Two nights later, I was finishing some work on my computer and getting ready to go to bed when I saw on the front page of Wikipedia a news brief that said, “Gerald R. Ford passes away at age 93.” I raced downstairs to the TV and turned on channel 8. The anchors were going over details of the hour-old news, and the bright red banner at the top of the screen confirmed it: “President Gerald R. Ford dies at age 93.”

“So this is it,” I said to myself. “This is what Grand Rapids has been waiting for.”

Channel 8 had just gotten a camera crew to the plaza outside the museum and begun broadcasting. Someone had already brought a small white candle and set it on the concrete wall surrounding the fountain. I looked around the house for a candle but couldn’t find a nice one, so I grabbed a small red poinsettia and jumped in the car. I pulled into the same parking lot we’d parked in two nights before; a handful of TV news vans were already parked there.

I walked up and set the poinsettia next to the display, which by that time included three candles. A man in a veteran’s hat walked up next to me and set down a fourth candle and a small American flag attached to a wooden dowel. He and I stood and looked at the display for a minute. I walked down to the grass and looked up at the museum. Already a TV crew was running wires and setting up lights. It was as cold as it had been two nights before, and I hadn’t thought to dress very warmly, but I stood for almost a half-hour and watched as people began to show up with candles and cameras. There was a buzz of anticipation, but the night air was still quiet.


Gerald R. Ford was, you’ll conclude if you read all the exhibit plaques and boards in the museum, a fairly unassuming man.

Born in Omaha, Nebraska, his parents separated 16 days after he was born and his mother moved to Grand Rapids with her parents. Ford grew up in Grand Rapids, becoming an Eagle Scout and a star linebacker for the University of Michigan who paid his college expenses by washing dishes at his fraternity house. Ford graduated with a law degree from Yale and enlisted in the Navy months later after Pearl Harbor was attacked, serving in the Pacific as an officer on board the aircraft carrier USS Monterey. After returning from the war, Ford met and married Elizabeth Bloomer Warren in the fall of 1948 and campaigned for the first of his thirteen terms in Congress.

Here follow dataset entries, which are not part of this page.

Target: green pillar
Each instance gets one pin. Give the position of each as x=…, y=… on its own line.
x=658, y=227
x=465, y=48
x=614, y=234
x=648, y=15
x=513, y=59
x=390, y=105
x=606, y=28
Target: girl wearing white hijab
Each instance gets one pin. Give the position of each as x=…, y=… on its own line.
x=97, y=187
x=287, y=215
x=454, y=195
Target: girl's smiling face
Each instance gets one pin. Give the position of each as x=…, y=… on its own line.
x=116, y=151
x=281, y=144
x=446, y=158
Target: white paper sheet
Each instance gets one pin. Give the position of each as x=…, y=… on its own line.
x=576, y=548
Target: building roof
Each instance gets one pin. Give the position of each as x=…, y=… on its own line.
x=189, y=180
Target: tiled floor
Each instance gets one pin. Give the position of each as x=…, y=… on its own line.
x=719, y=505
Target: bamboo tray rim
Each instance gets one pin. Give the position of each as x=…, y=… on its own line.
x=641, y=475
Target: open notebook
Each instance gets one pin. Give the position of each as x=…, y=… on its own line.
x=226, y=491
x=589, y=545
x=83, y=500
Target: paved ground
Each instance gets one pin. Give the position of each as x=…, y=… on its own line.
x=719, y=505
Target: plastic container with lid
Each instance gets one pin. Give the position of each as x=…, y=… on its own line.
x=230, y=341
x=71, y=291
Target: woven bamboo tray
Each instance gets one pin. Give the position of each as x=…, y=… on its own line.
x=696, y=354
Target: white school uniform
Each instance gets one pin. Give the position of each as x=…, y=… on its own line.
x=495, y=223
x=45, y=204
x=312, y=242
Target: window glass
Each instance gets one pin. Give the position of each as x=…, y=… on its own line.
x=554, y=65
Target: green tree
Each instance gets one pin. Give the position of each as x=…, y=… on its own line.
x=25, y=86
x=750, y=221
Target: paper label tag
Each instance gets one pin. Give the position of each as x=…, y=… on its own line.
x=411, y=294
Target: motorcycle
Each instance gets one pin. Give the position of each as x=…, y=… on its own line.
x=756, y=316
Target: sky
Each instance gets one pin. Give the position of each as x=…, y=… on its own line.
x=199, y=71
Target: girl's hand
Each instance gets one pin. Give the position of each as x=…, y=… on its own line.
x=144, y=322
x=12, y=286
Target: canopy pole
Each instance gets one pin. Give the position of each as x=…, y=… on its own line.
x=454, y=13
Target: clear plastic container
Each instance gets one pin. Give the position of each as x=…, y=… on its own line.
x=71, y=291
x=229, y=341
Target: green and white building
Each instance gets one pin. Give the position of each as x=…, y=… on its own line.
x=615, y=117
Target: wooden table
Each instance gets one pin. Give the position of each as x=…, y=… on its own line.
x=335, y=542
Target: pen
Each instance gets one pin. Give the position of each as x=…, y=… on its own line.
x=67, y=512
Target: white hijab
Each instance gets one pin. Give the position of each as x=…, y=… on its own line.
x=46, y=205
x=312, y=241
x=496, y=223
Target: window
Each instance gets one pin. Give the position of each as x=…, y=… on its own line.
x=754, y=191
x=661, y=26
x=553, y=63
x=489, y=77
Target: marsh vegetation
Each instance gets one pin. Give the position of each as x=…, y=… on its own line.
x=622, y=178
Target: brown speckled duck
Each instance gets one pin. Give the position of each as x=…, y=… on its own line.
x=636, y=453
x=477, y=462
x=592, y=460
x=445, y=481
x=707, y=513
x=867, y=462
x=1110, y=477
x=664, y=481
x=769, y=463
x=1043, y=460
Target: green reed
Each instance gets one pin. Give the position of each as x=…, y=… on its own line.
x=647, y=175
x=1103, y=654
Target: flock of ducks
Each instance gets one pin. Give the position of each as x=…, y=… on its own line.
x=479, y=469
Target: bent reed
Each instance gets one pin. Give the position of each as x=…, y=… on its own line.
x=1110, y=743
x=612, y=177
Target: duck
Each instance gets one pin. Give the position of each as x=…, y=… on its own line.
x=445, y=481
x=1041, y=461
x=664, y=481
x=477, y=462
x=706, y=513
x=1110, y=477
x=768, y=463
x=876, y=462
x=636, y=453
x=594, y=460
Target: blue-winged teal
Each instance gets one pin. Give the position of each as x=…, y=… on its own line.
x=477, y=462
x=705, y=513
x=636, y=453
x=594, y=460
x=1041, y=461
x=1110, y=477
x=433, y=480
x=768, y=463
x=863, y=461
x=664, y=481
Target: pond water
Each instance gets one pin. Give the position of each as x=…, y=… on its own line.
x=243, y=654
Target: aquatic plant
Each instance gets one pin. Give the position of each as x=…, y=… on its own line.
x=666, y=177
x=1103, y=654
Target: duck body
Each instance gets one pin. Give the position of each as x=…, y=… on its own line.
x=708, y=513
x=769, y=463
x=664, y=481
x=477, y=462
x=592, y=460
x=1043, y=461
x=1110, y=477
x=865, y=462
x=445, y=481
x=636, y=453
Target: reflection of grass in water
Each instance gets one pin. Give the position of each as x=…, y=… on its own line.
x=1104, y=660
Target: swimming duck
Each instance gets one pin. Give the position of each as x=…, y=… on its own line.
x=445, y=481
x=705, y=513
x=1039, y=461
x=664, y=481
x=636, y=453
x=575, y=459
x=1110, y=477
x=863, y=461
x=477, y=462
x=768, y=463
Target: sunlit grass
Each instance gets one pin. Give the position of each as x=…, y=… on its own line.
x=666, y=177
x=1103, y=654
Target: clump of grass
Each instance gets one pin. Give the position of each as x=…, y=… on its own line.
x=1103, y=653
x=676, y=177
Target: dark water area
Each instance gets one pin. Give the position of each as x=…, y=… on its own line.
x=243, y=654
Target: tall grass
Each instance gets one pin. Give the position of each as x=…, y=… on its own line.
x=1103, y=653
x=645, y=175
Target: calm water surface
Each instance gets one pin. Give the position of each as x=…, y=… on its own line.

For the next 25 years, Ford served the people of West Michigan in a modest role in Congress. Ford never wrote a major piece of legislation, but was credited as being a “negotiator and reconciler.” He became the House Minority Leader in 1963. His one major controversy as a legislator was his involvement in the Warren Commission that investigated the assassination of President John F. Kennedy.

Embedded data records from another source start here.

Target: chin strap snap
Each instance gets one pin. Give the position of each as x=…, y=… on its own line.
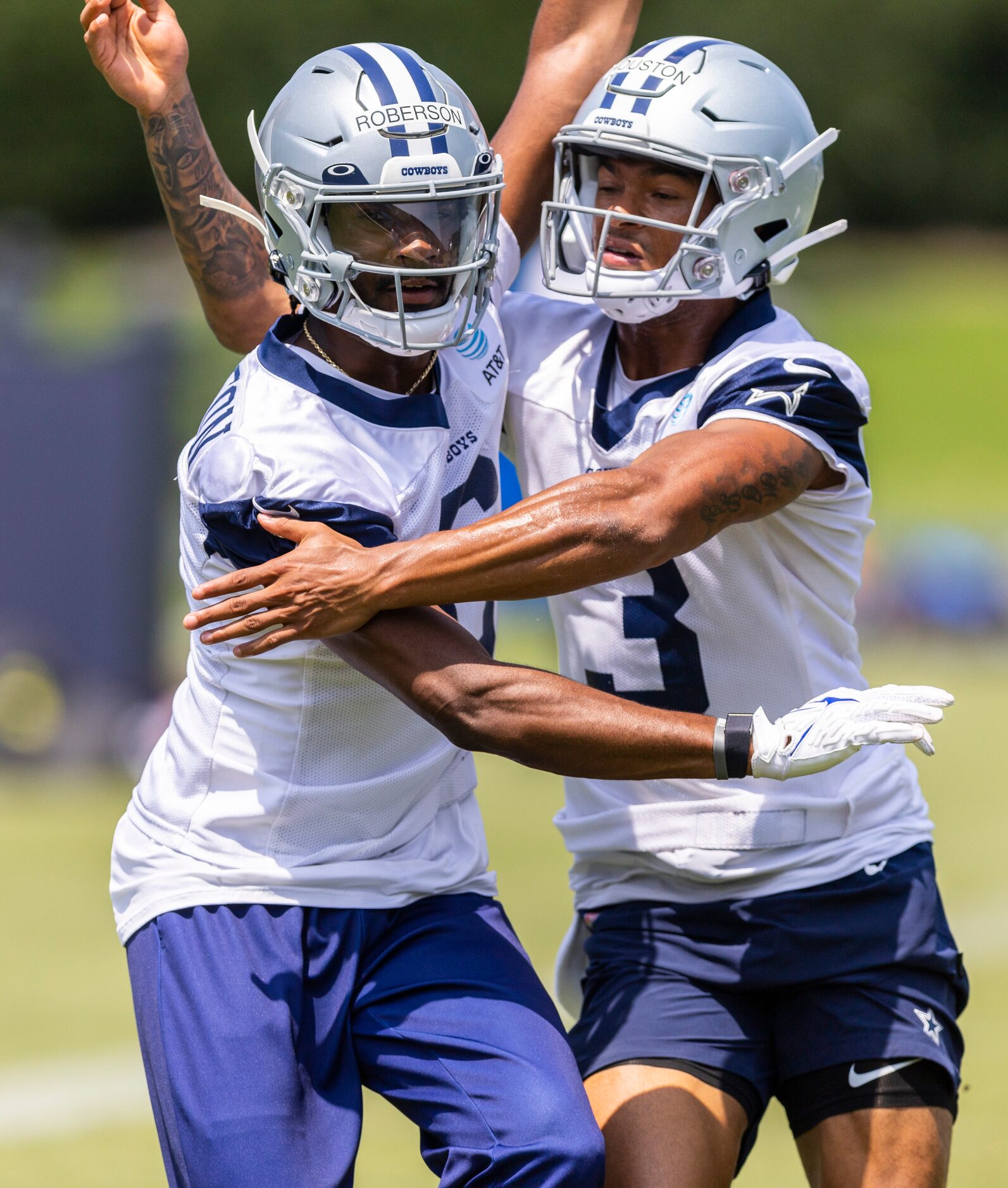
x=781, y=264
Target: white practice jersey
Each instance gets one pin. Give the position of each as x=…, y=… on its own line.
x=290, y=777
x=762, y=614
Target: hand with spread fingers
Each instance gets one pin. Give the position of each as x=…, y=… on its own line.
x=139, y=49
x=319, y=591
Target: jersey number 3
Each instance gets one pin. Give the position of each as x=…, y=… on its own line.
x=653, y=617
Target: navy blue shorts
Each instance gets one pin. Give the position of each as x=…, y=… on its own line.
x=259, y=1024
x=774, y=987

In 1973, after Spiro Agnew resigned in disgrace, President Richard Nixon appointed Ford to be Vice President, although the appointment received little attention in the shadow of the unfolding Watergate scandal. When the full Watergate evidence came to light, Nixon was forced to resign or face impeachment.

Thus, on August 9, 1974, Grand Rapids’ unassuming congressman found himself in the East Room of the White House, taking the oath of office as the nation’s 38th president.


As with the death of any president, there were plenty of ceremonies, processions, and gestures during the week of Gerald Ford’s funeral. A service in Palm Desert, California, where he and Betty had been living. Services on Capitol Hill. Public visitations. A state funeral at the National Cathedral. And at every stop, eulogies, motorcades, and arrival and departure ceremonies.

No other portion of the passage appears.